Stuck between the brutal crackdown by the Myanmar army and a closed border with Bangladesh, the ethnic Rohingya Muslims' chance of survival is slim. Since Friday, "thousands of Muslims were killed" according to the European Rohingya Council as security forces launched operations against what they called a series of attacks by Rohingya "insurgents" in the north of the country's Rakhine State, home to the ethnic group in Buddhist-majority Myanmar.
Bangladesh, home to more than 400,000 Rohingya Muslims who fled the systematic persecution in Myanmar, turned down appeals to open the borders.
Bangladeshi border guard officials told Reuters they had sent back about 550 Rohingya since Monday, via the Naf river that separates the two countries. United Nations Secretary-General Antonio Guterres called on Dhaka to let Rohingyas in. A senior border guard official speaking to AFP said around 6,000 Myanmar nationals have gathered on the border and were trying to enter the country. Some 3,000 people managed to cross into the country according to figures by a U.N. refugee agency.
The Bangladeshi official said the situation was "still volatile," noting heavy gunfire by automatic weapons and smoke over burnt villages across the border. Officials expect thousands more to arrive on the border from hills and forests they have been hiding near the border. An 11-year-old Rohingya girl named Marium was separated from her parents amid the turmoil. Stranded on the border, the crying girl told AFP she was in the toilet when the guards drove her parents away. "Where shall I find them now?" she wailed. Mohammad Ismail had taken shelter from the rain under a plastic sheet erected by border guards just inside Bangladeshi territory, but the shelter has since been torn down.

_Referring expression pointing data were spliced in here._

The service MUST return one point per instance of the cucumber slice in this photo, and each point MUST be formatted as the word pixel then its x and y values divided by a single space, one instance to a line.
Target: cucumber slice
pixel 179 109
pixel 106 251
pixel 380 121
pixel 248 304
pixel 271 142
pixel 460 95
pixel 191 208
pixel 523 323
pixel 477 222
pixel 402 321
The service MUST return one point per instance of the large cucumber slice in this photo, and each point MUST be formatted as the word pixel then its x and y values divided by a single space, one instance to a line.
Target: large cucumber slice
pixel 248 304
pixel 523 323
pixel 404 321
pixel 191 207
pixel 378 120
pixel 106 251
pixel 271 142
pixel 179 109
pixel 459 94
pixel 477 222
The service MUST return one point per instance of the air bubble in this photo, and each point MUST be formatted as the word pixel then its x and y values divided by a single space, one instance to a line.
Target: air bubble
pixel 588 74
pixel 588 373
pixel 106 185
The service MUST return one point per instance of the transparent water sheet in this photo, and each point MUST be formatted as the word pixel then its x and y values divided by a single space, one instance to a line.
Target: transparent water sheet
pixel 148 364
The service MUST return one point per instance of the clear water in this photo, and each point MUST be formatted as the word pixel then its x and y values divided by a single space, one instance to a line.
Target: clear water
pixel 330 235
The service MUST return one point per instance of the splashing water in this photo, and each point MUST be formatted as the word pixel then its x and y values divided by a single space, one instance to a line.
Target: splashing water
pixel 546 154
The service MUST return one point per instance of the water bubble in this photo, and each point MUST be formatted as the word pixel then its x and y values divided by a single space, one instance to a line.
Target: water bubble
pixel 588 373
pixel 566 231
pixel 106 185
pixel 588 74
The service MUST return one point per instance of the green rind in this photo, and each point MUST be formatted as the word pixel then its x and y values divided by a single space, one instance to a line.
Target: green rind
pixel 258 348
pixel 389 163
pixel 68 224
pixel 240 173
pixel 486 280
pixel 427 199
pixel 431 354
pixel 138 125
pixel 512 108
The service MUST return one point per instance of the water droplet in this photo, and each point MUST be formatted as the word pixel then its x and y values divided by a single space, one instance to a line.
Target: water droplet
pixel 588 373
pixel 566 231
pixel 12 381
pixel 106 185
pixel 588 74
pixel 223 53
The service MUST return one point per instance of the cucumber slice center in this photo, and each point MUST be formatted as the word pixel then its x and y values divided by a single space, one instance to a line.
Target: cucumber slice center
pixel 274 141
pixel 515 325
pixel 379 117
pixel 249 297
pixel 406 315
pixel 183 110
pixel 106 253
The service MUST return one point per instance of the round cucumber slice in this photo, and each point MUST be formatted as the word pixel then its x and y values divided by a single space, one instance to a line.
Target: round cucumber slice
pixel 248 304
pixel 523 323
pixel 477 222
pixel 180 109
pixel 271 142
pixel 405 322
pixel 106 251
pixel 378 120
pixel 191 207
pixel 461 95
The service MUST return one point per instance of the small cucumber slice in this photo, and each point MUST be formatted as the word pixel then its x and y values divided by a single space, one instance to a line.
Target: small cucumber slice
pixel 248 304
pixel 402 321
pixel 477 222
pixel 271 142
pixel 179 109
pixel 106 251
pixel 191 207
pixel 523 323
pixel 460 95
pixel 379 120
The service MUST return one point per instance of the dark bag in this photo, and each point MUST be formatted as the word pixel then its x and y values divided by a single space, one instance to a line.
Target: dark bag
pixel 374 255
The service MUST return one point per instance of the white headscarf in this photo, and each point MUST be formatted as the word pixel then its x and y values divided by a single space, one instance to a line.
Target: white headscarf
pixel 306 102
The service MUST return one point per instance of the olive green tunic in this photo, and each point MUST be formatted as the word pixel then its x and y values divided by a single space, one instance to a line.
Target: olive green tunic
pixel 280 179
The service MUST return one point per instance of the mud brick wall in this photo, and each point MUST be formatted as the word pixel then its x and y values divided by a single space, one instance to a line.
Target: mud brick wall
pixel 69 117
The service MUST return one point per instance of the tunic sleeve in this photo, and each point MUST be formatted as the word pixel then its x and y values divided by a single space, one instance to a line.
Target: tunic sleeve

"The border guards let us take shelter here, but I don't know now what I will do with my son," he told AFP, gesturing to the shivering boy. Speaking to Anadolu Agency (AA), Anita Schug, spokeswoman for the European Rohingya Council, said 2,000 to 3,000 Muslims died in Rakhine state between Friday and Monday. She said thousands of others were injured in "a slow-burning genocide." She said almost a thousand Muslims were killed on Sunday in Saugpara village, Rathedaung alone. The region has seen simmering tension between its Buddhist and Muslim populations since communal violence broke out in 2012.
A security clampdown launched in October last year in Maungdaw, where Rohingya form the majority, led to a U.N. report on human rights violations by security forces that indicated crimes against humanity.
The U.N. documented mass gang rape, killings, including that of babies and children, brutal beatings and disappearances.
Reuters reported that an estimated 5,000 Rohingya have been able to cross into Bangladesh over the past few days, most slipping in at night over the land border near the Bangladeshi village of Gumdhum. Many are sick and at least six have died after crossing in, an aid worker said, adding that fear of being caught and sent back meant some refused to seek help. "What we're seeing is that many Rohingya people are sick," said the worker with an international agency in Bangladesh who declined to be identified or have his agency identified. "This is because they got stuck on the border before they could enter. It's mostly women and children. "We're making all out efforts but a rapid response is needed," the aid worker said. "Some are refraining from getting treatment to avoid arrest." Rohingya Muslims, who trace their roots to Myanmar centuries ago, are denied citizenship by Myanmar that defines them as illegal immigrants. They are often subject to violence by Buddhist extremists.